Dans la nuit du 13 au 14 avril 2007,  Jonathan Vantillard, un jeune homme sans histoire, est battu à mort alors qu’il rentrait chez lui : la colonne vertébrale brisée, l’appareil auditif enfoncé dans le crâne, il agonisera six jours avant de mourir. L’émotion est grande dans le village. La mère, Florbella Dos Santos, portée par la colère, mène un combat acharné contre la juge Martine ADNET du TGI de Dijon car les négligences et les erreurs d’appréciation vont émailler ce dossier. Les gendarmes d’abord. Lorsqu’ils découvrent le corps agonisant de Jonathan, personne ne va protéger la scène du crime. A l’arrivée  de la police scientifique, tout a été minutieusement nettoyé à l’eau de Javel… Quelques jours après le décès du jeune homme, la juge Martine ADNET est saisie. Elle laissera entendre à la maman qu’une vingtaine d’enquêteurs travaillaient sur l’affaire, mais très vite l’espoir cède la place au doute. Six mois plus tard Florbella fait part de ses craintes au juge car rien n’avance. Les avocats dressent le même constat. Difficile, voire impossible d’obtenir un rendez-vous avec la juge. En oct.2007  l’avocate de Florbella demandera une expertise médico-légale. En traînant les pieds la juge désigne le chef de service de médecine légale du CHU de Clermont-Ferrand comme expert. Deux ans et demi plus tard Thierry Faict, l’expert désigné, n’a toujours pas rendu ses conclusions. La juge ADNET accepte sans sourciller les prorogations inadmissibles de cet expert. Les avocats sont alors contraints d’alerter le parquet général. Après des années d’attente l’expert est radié. Mais Florbella tient, à juste raison, la juge ADNET pour responsable: "A force de ne rien faire, de ne pas orienter les enquêteurs, de ne pas secouer l’expert, de ne pas s’investir, la juge a enterré mon fils une deuxième fois." "Elle a dormi sur le dossier de mon fils alors que j’avais besoin de la justice pour pas que la folie m’emporte." Finalement, deux intervenants judiciaires de cette affaire seront sanctionnés: l’ expert Thierry Faict, radié,  et la juge Martine ADNET, déplacée. "L’Est-Eclair" du 23/03/2011 d’après Céline Tillier.

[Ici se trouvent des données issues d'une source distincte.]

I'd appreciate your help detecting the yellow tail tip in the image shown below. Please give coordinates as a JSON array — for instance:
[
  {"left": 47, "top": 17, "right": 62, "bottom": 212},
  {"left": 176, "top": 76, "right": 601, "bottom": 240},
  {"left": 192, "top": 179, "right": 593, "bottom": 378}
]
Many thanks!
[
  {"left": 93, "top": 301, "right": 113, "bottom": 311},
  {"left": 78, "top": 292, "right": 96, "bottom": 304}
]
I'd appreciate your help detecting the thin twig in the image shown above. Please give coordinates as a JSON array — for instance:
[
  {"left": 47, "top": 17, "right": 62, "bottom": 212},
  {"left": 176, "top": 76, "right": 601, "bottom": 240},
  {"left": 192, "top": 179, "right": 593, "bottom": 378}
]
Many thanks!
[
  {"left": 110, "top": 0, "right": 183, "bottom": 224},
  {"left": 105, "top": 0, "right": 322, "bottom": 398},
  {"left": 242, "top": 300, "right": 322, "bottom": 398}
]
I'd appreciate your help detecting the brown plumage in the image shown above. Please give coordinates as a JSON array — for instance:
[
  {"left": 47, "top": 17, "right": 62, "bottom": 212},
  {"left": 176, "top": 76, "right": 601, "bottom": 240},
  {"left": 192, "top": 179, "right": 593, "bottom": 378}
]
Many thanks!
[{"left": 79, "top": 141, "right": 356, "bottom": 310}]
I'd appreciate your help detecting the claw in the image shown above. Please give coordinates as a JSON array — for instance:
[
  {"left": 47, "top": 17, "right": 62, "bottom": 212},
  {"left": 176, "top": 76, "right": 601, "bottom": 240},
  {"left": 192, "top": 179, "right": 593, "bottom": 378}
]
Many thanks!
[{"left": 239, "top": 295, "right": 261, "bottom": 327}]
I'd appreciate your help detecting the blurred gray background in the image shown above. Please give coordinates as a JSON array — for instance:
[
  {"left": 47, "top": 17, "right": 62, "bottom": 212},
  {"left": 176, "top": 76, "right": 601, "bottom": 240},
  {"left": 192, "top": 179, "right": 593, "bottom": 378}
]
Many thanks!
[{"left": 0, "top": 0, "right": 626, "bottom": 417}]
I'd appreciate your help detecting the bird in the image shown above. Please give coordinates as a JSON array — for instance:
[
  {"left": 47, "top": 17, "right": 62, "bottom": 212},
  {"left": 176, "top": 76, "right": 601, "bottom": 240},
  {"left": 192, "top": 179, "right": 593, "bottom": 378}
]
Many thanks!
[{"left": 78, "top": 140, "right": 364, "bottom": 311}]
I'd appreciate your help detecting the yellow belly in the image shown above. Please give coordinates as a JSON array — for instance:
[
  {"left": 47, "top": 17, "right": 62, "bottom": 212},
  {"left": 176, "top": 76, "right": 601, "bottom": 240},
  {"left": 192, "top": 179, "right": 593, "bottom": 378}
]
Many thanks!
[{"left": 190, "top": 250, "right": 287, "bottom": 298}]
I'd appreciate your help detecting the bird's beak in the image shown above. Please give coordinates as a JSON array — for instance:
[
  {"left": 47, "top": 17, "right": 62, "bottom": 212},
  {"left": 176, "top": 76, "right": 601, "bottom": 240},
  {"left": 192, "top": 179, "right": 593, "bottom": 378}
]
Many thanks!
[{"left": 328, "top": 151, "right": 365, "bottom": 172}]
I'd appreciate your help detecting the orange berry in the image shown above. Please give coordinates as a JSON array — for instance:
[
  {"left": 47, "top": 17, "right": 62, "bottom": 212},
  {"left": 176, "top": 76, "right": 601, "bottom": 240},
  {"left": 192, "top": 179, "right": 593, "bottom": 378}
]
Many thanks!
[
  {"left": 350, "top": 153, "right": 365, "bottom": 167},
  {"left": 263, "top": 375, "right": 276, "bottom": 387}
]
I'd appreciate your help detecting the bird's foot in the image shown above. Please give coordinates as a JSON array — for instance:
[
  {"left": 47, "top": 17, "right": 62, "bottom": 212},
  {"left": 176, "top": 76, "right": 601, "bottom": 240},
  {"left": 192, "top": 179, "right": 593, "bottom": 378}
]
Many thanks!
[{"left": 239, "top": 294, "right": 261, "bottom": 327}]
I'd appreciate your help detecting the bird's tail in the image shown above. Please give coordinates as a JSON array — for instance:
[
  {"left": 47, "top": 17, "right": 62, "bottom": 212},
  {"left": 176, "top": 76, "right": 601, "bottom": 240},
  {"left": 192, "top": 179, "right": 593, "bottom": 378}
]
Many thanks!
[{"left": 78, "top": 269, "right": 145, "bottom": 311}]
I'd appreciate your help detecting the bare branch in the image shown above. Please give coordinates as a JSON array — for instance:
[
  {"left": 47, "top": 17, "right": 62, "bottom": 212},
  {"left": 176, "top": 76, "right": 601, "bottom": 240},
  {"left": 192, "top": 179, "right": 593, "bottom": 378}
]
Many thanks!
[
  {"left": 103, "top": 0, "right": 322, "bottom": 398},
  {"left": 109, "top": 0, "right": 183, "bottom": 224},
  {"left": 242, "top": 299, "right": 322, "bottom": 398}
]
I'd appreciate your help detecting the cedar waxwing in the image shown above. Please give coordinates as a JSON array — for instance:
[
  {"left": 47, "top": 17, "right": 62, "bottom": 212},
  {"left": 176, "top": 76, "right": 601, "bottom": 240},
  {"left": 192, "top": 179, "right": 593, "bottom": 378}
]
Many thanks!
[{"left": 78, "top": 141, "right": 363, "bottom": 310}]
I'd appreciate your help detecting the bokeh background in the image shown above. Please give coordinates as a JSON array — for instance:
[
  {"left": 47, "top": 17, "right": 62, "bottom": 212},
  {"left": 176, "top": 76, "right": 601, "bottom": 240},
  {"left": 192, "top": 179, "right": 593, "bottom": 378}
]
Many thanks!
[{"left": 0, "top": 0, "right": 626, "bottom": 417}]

2011 La justice : quelle médiocrité !

16 mars 2011

Deux demi-journées d’audience, voilà l’admirable durée allouée aux 17 victimes, dont 14 enfants, qui ont péri dans l’incendie du boulevard Vincent-Auriol, le 25 août 2005, à Paris.

Bien plus longue fut l’instruction, qui en six années, ne parvint à confondre l’incendiaire et surtout ne jugea utile d’inquiéter les hauts fonctionnaires ayant failli à leurs devoirs d’inspection de ce taudis où rien n’était aux normes, mais où les 123 locataires payaient scrupuleusement leur loyer, attendant depuis 1991 d’être relogés décemment, comme le leur avait promis l’Etat …

Le premier jour, le procès a débuté dans une salle trop petite, aux micros crachotants, où les seuls accusés, un logeur et un poseur de contre-plaqués, faisaient figure de lampistes. A 11h30 il fallu s’interrompre, la présidente devant "prendre d’autres petits dossiers".

Le deuxième jour, les familles ont erré dans les couloirs, ballotées entre trois salles. Et toujours des micros cassés … "Vous comprenez pourquoi on fait grève …" s’est plainte la présidente, en guise de piètres excuses, comme si ce n’était pas elle qui décidait de la durée nécessaire au procès. A 17 heures la désinvolture est au sommet, le temps imparti est quasiment écoulé, ni le procureur Gilbert FLAM, ni  la présidente Jacqueline REBEYROTTE s’en émeuvent !

"Scandale absolu !" hurle l’avocat des plaignants, rappelant par ailleurs que pour d’autres procès (à grand spectacle) tels AZF, le tunnel du Mont-Blanc, le mont Ste-Odile, Clearstream, Chirac "l’institution judiciaire répare les micros, trouve les salles nécessaires et programme de longues séances d’audience".

Il a fallu que les familles se révoltent bruyamment pour qu’enfin la présidente renvoie le procès. "C’est parce que  nous sommes noirs que nous avons été traités comme des chiens !" ont simplement affirmé de jeunes gens … Quel magistrat parisien osera les démentir ?

"Le Canard enchaîné"  n° 4716  du 16 mars 2011 d’après un art. signé D.S.